4. Come si anticipato, il reato di violenza privata, contestato come commesso “durante il periodo estivo” del (OMISSIS) e’ estinto per prescrizione. Anche a voler dar coincidere il tempus commissi delicti con la fine dell’estate del (OMISSIS) ((OMISSIS)) e aggiungendo al termine di anni 7 e mesi 6 il periodo complessivo di sospensione del corso della prescrizione (mesi 4 e giorni 27), la fattispecie estintiva si e’ comunque perfezionata il (OMISSIS): a fortiori detto perfezionamento sarebbe intervenuto correlando il tempus all’inizio del periodo estintivo in linea con il favor rei (ex plurimis, Sez. 3, n. 46467 del 16/06/2017, Rv. 271146; Sez. 4, n. 37432 del 09/05/2003, Monti, Rv. 225990). L’annullamento in parte qua della sentenza impugnata deve essere disposto ai soli effetti penali, laddove la valutazione agli effetti civili, che risulta inscindibilmente connessa alla decisione relativa agli altri capi, deve essere rimessa al giudice del rinvio.
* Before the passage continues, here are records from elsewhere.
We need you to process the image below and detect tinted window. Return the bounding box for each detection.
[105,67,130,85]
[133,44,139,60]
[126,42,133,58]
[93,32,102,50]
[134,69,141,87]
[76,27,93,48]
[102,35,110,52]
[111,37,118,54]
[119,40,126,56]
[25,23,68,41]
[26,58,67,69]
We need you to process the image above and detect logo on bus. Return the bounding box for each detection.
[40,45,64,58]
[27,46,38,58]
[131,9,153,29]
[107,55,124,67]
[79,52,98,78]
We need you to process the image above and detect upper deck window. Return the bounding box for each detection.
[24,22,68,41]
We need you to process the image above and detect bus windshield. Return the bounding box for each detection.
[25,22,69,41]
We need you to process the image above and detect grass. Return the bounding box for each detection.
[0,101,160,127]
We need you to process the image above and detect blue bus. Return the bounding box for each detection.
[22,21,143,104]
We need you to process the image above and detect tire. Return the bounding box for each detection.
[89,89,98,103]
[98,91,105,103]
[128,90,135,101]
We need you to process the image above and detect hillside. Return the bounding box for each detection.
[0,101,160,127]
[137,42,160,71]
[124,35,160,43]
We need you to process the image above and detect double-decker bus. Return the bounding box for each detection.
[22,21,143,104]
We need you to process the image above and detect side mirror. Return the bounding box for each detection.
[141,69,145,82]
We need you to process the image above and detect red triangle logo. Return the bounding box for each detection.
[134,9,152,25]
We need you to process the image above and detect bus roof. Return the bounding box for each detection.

5. Pertanto, assorbiti gli ulteriori motivi, che presuppongono l’esame dei motivi per i quali la sentenza impugnata risulta viziata, la stessa deve essere annullata senza rinvio in toto limitatamente al reato di cui al reato di cui all’articolo 615 bis c.p., in danno di (OMISSIS), perche’ l’azione penale non poteva essere esercitata per mancanza di querela, e ai soli effetti penali limitatamente al reato di cui all’articolo 610 c.p., per essere lo stesso estinto per prescrizione; nel resto, ed anche in relazione alle conseguenti statuizioni civili, la sentenza impugnata va annullata con rinvio ad altra Sezione della Corte di appello di Firenze. In relazione al titolo di reato va disposto l’oscuramento delle generalita’ e degli altri dati identificativi.
P.Q.M.
Annulla senza rinvio la sentenza impugnata limitatamente al reato di cui al reato di cui all’articolo 615 bis c.p., in danno di (OMISSIS), perche’ l’azione penale non poteva essere esercitata per mancanza di querela, nonche’ agli effetti penali limitatamente al reato di cui all’articolo 610 c.p., per essere lo stesso estinto per prescrizione. Annulla nel resto la sentenza impugnata con rinvio ad altra Sezione della Corte di appello di Firenze. Oscuramento dati.
In caso di diffusione del presente provvedimento omettere le generalita’ e gli altri dati identificativi a norma del Decreto Legislativo n. 196 del 2003, articolo 52.